Tea Party Embodies the Order of a Republic, #OWS Embodies the Chaos of a 'Democracy'

Occupy Wall Street has often been compared to the Tea Party; I think it’s usually meant as an insult. By comparing the grass roots protest of the Tea Party to the amalgam of radicals at Occupy, they can diminish the Tea Party’s success and make all protests distasteful to the general public.

There is little similarity. While the Tea Parties were neat and orderly, the Occupy protests are noisy, juvenile, and stinky. The Tea Parties were friendly while the Occupy movement is violent, angry, and crime ridden; they have the same problem with lawlessness that plagues most Democrat-controlled cities.

#OccupyBastille

This explains why there is such a vast difference between the two. The Occupy movement is not only mostly Democrat; it is also democratic. Likewise, the Tea Parties are both a republic and Republican. They are microcosms of the political philosophies they each represent.

Tea parties are controlled by the rule of law and are planned in advance. They acquire proper permits, rent PA systems, Porti-Potties, and Tents.

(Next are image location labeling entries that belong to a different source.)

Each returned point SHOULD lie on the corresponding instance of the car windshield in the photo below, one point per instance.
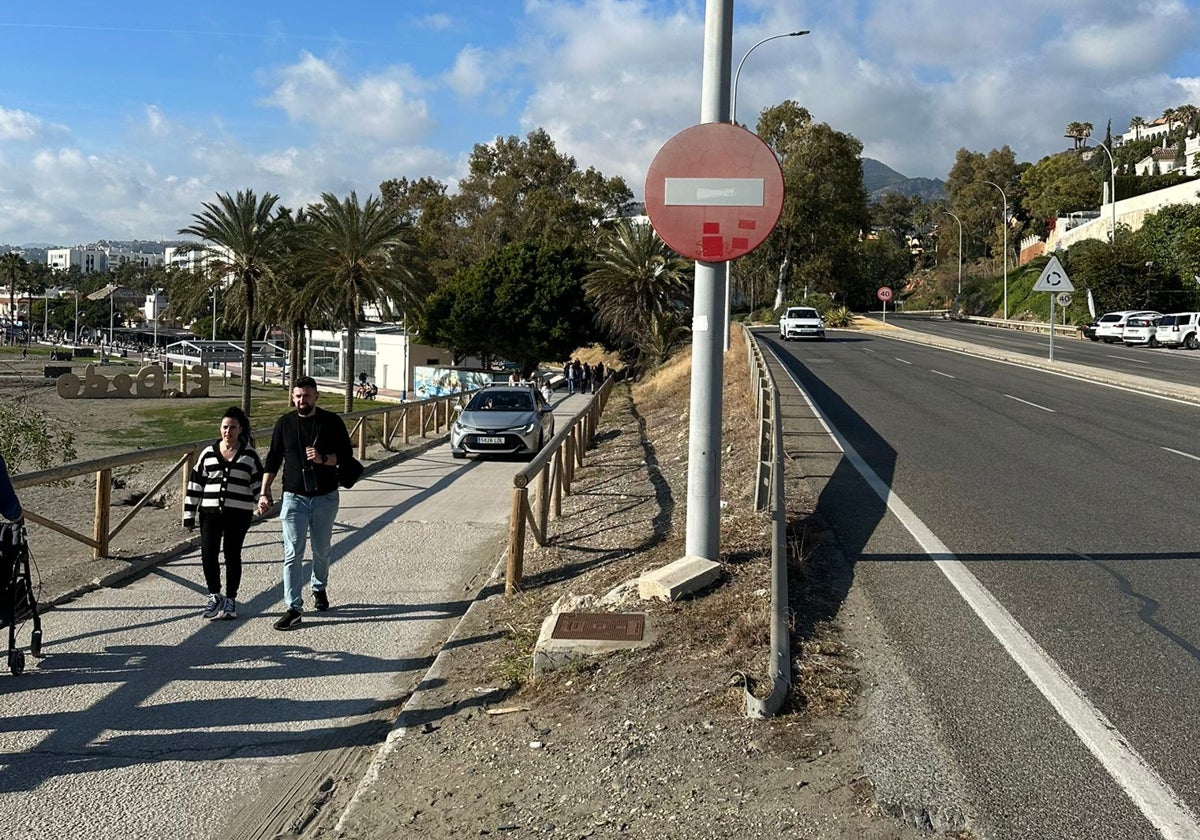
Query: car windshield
(502, 401)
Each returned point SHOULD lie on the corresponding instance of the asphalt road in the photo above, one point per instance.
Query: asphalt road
(1169, 365)
(1035, 569)
(145, 720)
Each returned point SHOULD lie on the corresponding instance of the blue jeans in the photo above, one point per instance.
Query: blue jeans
(301, 515)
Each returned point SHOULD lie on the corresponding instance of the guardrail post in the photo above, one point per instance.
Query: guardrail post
(515, 565)
(100, 522)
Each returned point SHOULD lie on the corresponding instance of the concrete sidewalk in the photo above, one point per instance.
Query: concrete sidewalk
(147, 720)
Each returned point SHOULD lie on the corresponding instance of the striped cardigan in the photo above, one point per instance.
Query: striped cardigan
(216, 484)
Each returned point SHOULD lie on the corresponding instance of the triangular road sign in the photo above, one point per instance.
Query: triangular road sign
(1054, 279)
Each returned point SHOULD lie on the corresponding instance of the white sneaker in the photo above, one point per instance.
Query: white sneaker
(213, 606)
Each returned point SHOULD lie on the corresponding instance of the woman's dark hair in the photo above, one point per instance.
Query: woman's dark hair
(244, 436)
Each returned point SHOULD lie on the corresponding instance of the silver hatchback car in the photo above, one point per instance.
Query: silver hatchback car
(503, 420)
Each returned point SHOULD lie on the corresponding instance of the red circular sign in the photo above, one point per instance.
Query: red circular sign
(714, 192)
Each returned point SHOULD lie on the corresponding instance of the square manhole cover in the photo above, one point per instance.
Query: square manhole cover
(606, 627)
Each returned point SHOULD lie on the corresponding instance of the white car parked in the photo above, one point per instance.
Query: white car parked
(1141, 329)
(1179, 329)
(1110, 325)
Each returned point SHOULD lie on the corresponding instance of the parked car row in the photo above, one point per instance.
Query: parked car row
(1146, 328)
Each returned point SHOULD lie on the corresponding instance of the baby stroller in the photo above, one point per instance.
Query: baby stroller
(17, 600)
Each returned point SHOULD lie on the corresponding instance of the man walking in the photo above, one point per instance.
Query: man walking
(309, 443)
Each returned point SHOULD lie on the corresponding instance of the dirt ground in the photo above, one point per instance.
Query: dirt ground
(646, 744)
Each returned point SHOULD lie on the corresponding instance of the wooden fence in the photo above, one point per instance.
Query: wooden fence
(550, 473)
(382, 425)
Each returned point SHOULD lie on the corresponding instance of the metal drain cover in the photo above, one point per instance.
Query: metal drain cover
(607, 627)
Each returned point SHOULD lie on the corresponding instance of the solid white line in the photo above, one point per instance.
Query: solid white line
(1031, 403)
(1149, 791)
(1194, 457)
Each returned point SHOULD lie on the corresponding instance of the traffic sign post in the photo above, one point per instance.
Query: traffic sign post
(1054, 280)
(885, 294)
(713, 193)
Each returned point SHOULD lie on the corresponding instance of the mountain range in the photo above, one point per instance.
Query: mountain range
(880, 179)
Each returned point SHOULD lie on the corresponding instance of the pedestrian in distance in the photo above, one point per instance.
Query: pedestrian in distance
(307, 443)
(221, 499)
(570, 371)
(10, 505)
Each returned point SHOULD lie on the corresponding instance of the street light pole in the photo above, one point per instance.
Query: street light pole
(1113, 196)
(1005, 220)
(960, 247)
(733, 119)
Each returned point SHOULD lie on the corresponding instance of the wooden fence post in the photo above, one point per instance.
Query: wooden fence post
(515, 565)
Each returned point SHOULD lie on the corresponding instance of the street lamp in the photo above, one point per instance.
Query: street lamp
(733, 119)
(1005, 220)
(960, 247)
(733, 103)
(1113, 196)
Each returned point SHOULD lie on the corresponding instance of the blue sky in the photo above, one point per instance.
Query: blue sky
(119, 121)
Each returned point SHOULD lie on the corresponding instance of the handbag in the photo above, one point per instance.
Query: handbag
(349, 471)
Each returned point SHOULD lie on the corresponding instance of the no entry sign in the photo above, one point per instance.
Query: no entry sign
(714, 192)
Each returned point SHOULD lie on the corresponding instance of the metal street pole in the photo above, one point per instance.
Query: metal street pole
(705, 420)
(960, 247)
(1005, 220)
(733, 119)
(1113, 192)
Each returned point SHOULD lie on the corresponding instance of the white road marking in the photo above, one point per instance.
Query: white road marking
(1194, 457)
(1031, 403)
(1149, 791)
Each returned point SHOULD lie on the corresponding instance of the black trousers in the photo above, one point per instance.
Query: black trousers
(228, 527)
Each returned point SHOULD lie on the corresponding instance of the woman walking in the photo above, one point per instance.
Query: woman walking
(222, 492)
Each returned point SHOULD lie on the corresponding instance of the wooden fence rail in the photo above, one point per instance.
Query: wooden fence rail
(550, 473)
(382, 424)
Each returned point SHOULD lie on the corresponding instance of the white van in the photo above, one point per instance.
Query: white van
(1110, 325)
(1179, 329)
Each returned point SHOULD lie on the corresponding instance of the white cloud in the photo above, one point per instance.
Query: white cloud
(376, 107)
(469, 75)
(18, 125)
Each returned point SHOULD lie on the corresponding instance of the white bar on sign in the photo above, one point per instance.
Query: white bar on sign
(732, 192)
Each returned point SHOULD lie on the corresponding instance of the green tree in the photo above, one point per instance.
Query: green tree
(523, 303)
(637, 287)
(243, 241)
(1057, 185)
(355, 255)
(825, 208)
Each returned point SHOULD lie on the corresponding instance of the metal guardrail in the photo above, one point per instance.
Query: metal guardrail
(409, 419)
(550, 473)
(769, 490)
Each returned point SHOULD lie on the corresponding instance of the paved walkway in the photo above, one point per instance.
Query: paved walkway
(147, 720)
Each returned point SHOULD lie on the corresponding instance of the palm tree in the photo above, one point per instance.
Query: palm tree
(637, 287)
(244, 243)
(357, 255)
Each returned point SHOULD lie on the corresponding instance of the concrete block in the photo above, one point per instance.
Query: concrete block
(550, 653)
(675, 580)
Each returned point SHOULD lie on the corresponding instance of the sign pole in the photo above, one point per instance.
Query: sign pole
(708, 321)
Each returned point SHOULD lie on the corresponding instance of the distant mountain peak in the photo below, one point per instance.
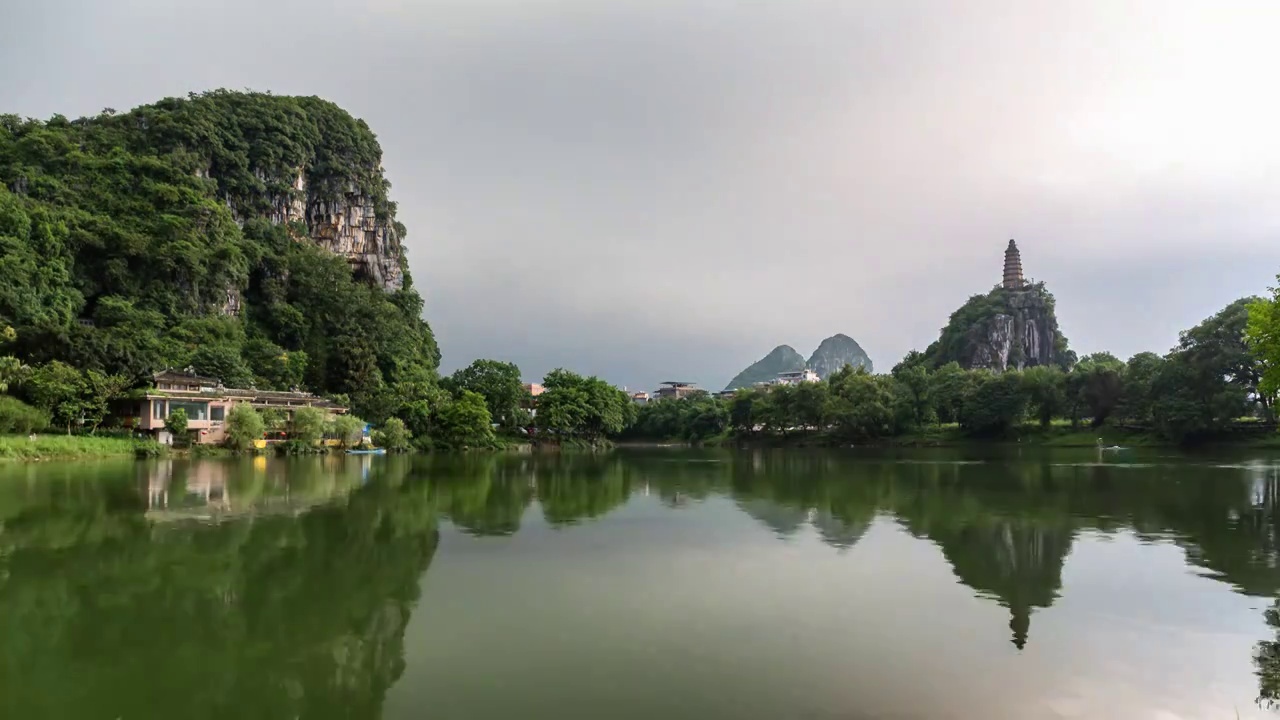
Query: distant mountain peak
(837, 351)
(781, 359)
(832, 354)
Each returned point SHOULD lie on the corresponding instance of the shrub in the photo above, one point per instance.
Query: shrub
(19, 418)
(393, 436)
(350, 429)
(307, 425)
(243, 427)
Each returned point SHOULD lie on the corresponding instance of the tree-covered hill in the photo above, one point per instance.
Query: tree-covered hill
(245, 235)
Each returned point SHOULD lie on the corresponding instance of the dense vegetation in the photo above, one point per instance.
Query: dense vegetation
(149, 240)
(972, 326)
(1223, 372)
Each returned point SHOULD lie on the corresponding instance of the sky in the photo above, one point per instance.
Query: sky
(649, 190)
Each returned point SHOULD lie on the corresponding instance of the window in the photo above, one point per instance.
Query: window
(195, 410)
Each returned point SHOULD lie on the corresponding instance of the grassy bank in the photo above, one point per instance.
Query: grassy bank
(73, 447)
(1057, 434)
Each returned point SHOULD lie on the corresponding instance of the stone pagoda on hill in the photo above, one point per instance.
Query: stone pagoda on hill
(1014, 278)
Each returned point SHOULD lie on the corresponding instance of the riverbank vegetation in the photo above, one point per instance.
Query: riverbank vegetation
(1217, 384)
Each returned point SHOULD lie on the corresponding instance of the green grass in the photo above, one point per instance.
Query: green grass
(69, 447)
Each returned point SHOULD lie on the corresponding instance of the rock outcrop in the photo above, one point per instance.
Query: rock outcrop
(837, 351)
(831, 355)
(781, 359)
(1004, 329)
(344, 222)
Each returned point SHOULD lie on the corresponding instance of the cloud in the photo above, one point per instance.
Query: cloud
(672, 188)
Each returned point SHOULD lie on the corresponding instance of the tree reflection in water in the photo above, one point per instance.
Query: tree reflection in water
(283, 588)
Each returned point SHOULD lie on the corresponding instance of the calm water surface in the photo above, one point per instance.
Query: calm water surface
(643, 586)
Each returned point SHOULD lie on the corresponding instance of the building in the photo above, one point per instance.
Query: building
(676, 390)
(796, 377)
(1013, 278)
(530, 401)
(206, 404)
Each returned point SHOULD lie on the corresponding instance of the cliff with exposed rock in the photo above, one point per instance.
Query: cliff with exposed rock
(781, 359)
(1008, 328)
(837, 351)
(831, 355)
(245, 235)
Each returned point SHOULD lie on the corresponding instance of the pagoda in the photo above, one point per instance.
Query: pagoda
(1014, 278)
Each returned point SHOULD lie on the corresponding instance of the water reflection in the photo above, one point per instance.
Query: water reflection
(283, 588)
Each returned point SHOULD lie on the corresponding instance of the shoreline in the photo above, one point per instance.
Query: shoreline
(54, 447)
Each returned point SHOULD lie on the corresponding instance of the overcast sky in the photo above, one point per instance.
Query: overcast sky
(653, 190)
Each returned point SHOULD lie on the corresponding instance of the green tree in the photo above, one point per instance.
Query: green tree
(743, 413)
(350, 429)
(307, 425)
(914, 405)
(465, 422)
(1046, 392)
(862, 404)
(1262, 336)
(1137, 396)
(274, 420)
(1100, 384)
(1193, 401)
(498, 383)
(996, 404)
(393, 436)
(245, 427)
(99, 391)
(150, 238)
(949, 386)
(17, 417)
(1221, 342)
(59, 390)
(10, 372)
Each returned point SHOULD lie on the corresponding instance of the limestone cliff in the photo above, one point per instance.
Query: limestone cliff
(837, 351)
(1008, 328)
(781, 359)
(342, 219)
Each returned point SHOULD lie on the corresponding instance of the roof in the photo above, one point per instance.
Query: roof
(190, 377)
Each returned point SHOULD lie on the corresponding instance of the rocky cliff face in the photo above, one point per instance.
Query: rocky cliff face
(342, 220)
(1004, 329)
(781, 359)
(837, 351)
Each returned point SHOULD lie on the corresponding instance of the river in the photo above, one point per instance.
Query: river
(644, 584)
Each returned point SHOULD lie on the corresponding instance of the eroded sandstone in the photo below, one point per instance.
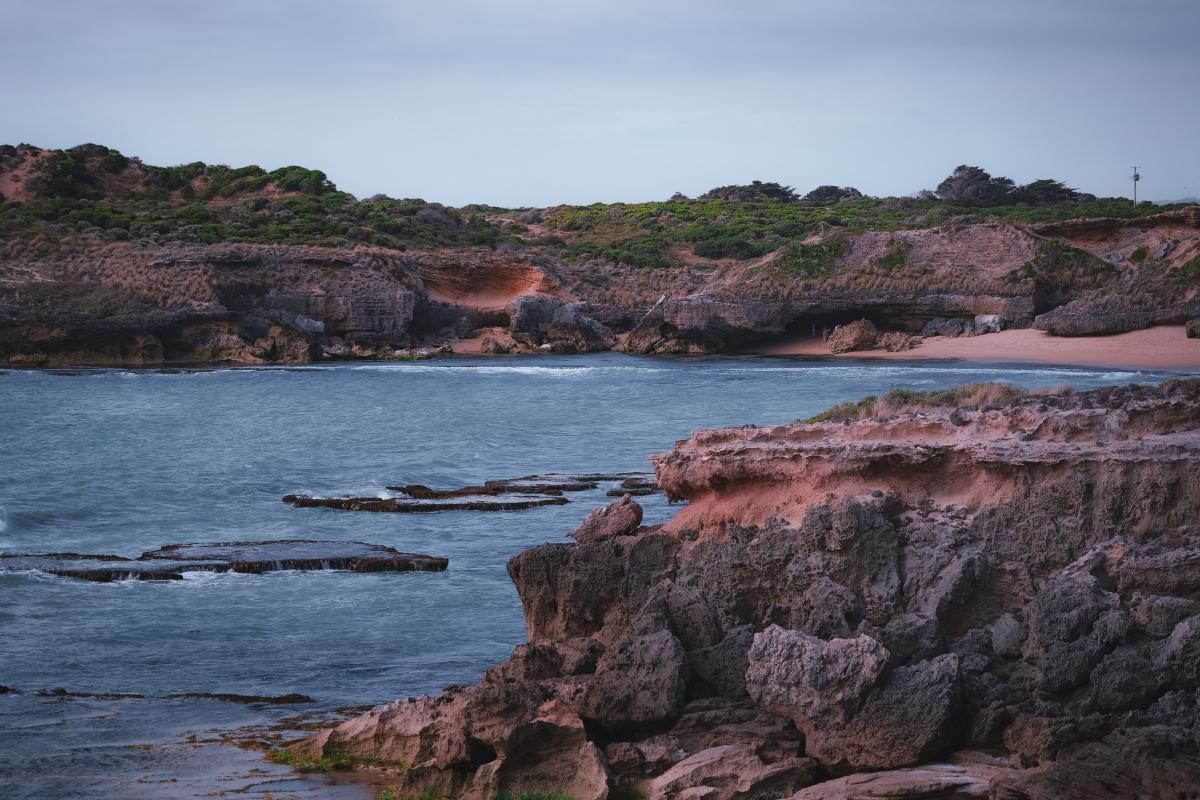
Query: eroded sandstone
(1018, 579)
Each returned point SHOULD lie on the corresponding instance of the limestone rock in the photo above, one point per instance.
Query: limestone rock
(853, 336)
(619, 518)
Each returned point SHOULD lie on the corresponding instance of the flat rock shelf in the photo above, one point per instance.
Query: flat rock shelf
(172, 561)
(527, 492)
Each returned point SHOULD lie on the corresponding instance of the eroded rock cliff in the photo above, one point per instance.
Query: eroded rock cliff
(1011, 587)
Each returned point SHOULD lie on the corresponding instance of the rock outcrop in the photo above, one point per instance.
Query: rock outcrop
(172, 561)
(619, 518)
(545, 322)
(1018, 581)
(859, 335)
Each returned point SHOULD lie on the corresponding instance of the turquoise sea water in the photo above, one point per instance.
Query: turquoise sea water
(113, 461)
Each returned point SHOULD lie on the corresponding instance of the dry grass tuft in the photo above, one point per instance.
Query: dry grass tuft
(905, 401)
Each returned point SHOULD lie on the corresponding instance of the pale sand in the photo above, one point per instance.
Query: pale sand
(1164, 347)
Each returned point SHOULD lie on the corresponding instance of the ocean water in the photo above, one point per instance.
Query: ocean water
(114, 461)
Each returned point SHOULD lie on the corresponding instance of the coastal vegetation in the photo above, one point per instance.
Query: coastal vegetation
(97, 192)
(899, 401)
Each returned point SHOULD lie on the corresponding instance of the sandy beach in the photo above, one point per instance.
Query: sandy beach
(1164, 347)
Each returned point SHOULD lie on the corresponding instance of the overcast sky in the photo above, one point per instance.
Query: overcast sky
(537, 103)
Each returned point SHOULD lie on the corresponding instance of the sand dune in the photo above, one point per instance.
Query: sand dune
(1161, 347)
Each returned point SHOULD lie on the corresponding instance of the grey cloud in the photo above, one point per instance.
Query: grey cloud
(541, 102)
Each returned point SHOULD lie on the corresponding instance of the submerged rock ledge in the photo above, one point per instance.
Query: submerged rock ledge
(529, 491)
(172, 561)
(997, 601)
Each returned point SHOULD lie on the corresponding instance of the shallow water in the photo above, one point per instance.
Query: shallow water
(113, 461)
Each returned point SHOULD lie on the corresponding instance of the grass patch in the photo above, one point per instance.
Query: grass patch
(900, 401)
(395, 794)
(329, 762)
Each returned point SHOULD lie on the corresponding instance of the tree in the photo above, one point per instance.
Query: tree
(829, 194)
(975, 186)
(1045, 191)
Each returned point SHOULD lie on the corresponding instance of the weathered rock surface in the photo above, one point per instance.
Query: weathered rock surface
(540, 320)
(859, 335)
(172, 561)
(873, 595)
(394, 505)
(619, 518)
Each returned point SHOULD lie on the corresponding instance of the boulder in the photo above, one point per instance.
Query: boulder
(619, 518)
(729, 771)
(897, 341)
(859, 335)
(540, 319)
(816, 683)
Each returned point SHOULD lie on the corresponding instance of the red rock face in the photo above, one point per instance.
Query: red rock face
(1018, 581)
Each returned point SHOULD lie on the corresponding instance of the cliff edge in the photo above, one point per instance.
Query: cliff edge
(966, 595)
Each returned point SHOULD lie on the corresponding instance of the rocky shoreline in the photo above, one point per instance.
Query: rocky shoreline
(979, 596)
(107, 265)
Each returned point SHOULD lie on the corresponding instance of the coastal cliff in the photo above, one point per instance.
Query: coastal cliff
(969, 594)
(105, 259)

When they’re over, people pick up the trash and go home.

Occupy is famous for creepy chanting after every speaker finishes a sentence and a guy relieving himself against the side of a police car. Some of the Occupy residents have, ironically, used the facilities of McDonalds and Starbucks and even took ironic shelter from the rain in a Bank of America ATM kiosk (I’m sure the irony is lost on them, though). They loudly proclaim that “this is what Democracy looks like!”

Constitutional author James Madison would agree. In Federalist # 10 he wrote: “Hence it is that such democracies have ever been spectacles of turbulence and contention; have ever been found incompatible with personal security or the rights of property; and have in general been as short in their lives as they have been violent in their deaths.”

Two years later, the French Revolution made his words almost prophetic. Absent an existing governmental structure to fill the vacuum, post-revolutionary France exploded into chaos. A Republic is necessary to defend the rights of the minority. Without such protections, government degenerates into mob rule.

And mob rule is exactly what we’re seeing in the Occupy protests. Their rally cry of “We Are the 99%” takes a triumphant delight in announcing that the opposition is way outnumbered. There is no clear message outside of anger. Attempts to write a list of demands have been hindered by the very democratic process they cherish.

In their miniature utopia, there is no personal security or right to property. They could not even maintain enough civility to protect their drums from vandals. The OWS drummers had $8,000 worth of damage done to their kits. When it came time to vote for reimbursement out of the OWS Treasury (lately estimated at $500,000), they couldn’t even find the consensus to replace them. The drum owners were told to beat sand.

The Tea Party wants to change the system from within the existing structure. They seek to use the electoral process, to vote out the big spenders and restore fiscal sanity to a republic that has already proven its viability. The Occupy movement wants to tear down the system, and replace it with… replace it with… well, they’ll figure that out, after they grab something to satiate their munchies.

We are certainly in trouble if these people get hold of a guillotine.